Lent 1
Ash Wednesday has arrived again. Today, we begin Lent and we gather in worship communities all over the world to observe this day. One of the things I think our non-liturgical brothers and sisters miss out on in not observing the season of Lent is the intentional confrontation with the spiritual journey we travel with Christ towards Easter. For those who make their whole lives intentional in this way, I commend you, but I must admit that in the busy and the crazy and the lazy, sometimes I forget to live life on purpose. There is no time of year that I live life more on purpose than in these 40 days (plus Sundays) leading up to Easter.
This past weekend, I preached the sermon in my church and in doing so, invited the congregation to join me in being transifigured with Jesus. (The text was the Transfiguration, of course.) I offered two things we need to do in order to be practitioners of transfiguration. One, you have to shine brightly the light of Christ. And two, you have to walk the walk of Christ. Specifically, at this time of year, we observe the walk of Christ down from a mountain where his glory was celebrated back into a valley and down a dusty road. He was walking, with a great (though troubling) sense of purpose. He walked towards his own death.
We, in this season of Lent, walk with Jesus towards Easter. We spend time-intentional time-attending to the spiritual disciplines meant to bring us into deeper relationship with God. In doing so, we seek to find some of those things that are getting in the way of letting Christ's light shine fully through our lives.

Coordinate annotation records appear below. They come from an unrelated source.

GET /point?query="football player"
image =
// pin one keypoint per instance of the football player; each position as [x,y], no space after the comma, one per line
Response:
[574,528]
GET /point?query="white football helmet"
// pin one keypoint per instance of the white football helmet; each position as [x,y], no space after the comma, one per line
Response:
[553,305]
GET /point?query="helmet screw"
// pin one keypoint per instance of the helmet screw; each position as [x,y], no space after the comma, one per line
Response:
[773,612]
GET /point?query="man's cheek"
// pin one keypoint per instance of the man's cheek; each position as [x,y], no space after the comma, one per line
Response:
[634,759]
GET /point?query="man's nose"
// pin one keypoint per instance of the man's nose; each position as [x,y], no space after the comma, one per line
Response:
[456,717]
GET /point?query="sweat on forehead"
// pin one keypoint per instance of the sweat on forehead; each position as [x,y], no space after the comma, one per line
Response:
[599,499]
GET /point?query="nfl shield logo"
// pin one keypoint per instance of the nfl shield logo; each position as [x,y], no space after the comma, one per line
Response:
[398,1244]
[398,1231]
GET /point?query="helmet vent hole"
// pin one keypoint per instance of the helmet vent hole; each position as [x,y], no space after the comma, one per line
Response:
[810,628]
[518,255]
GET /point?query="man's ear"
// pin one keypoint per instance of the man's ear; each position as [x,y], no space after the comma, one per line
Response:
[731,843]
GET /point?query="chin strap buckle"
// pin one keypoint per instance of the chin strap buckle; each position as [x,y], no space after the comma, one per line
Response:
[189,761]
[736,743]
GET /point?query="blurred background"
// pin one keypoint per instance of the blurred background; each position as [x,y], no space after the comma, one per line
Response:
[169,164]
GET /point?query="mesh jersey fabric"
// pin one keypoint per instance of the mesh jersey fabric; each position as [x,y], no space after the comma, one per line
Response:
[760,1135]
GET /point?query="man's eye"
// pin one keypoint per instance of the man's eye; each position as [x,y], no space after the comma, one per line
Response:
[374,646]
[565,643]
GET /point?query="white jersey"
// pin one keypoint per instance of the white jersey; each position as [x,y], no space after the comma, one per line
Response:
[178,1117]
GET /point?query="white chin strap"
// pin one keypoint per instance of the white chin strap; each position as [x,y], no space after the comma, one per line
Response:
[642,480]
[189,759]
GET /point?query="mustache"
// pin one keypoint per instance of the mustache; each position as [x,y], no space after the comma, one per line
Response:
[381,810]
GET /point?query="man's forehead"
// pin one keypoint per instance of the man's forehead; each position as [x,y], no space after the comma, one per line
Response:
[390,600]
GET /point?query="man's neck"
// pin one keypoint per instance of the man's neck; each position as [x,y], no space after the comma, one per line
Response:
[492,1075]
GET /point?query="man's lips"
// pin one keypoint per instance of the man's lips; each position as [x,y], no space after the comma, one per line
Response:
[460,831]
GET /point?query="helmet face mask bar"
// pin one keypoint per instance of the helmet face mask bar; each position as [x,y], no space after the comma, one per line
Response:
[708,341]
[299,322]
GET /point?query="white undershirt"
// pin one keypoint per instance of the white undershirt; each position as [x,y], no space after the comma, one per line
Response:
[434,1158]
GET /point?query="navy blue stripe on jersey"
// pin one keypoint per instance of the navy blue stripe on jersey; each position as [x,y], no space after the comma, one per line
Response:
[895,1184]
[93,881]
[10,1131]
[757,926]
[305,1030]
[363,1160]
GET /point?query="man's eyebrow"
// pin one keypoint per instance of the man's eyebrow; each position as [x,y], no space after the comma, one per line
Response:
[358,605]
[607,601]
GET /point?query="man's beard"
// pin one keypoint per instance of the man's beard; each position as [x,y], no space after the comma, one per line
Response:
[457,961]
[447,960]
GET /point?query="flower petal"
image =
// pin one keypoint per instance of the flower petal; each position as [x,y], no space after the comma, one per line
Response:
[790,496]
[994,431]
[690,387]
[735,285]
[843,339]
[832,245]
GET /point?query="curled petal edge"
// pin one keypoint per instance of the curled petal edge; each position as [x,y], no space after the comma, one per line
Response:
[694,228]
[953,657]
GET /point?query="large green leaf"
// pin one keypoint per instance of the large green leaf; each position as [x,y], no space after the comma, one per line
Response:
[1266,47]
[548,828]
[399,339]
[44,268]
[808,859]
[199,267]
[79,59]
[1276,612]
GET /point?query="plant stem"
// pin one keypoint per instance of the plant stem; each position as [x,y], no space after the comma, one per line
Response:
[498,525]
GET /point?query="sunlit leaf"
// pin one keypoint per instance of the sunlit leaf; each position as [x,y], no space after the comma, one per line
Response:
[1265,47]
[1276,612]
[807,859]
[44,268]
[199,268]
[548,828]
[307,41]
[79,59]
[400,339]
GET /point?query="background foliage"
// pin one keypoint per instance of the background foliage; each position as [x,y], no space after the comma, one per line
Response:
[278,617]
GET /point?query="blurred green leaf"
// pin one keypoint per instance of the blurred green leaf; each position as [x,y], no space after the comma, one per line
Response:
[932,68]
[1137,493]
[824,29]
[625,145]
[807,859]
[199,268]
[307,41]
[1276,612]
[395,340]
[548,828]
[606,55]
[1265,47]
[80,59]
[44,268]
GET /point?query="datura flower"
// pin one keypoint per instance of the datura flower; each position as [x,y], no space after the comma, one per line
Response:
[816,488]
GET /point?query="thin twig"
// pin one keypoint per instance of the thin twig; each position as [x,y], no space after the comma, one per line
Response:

And it is in this day, Ash Wednesday, that we most readily understand the message of the life of Jesus Christ. God came to humanity in the flesh in order to confront mortality for us. When the pastor touches an ashen finger to your forehead, looks you in the eyes, and says, "From dust you came and to dust you shall return," you cannot help but confront your own human frailty. A couple of weeks ago, a pastor friend of mine told me about an Ash Wednesday early in his ministry. He said his wife brought their baby son to Ash Wednesday service. He'd imposed the ashes upon many foreheads before his wife reached the front of the line and it actually startled him to see his wife and fairly newborn son in front of him. Putting an oily ashen thumb to his son's forehead with the promise of dust and the remembrance of repentance transformed his thinking.
So, Lent 2011, I hope to live life on purpose every single day. I will try my best to see God in everyday. I will try to walk this walk and I will hopefully, in doing these things, try to rinse off some of the grime and dust that has been filtering the light of Christ that should be shining from me.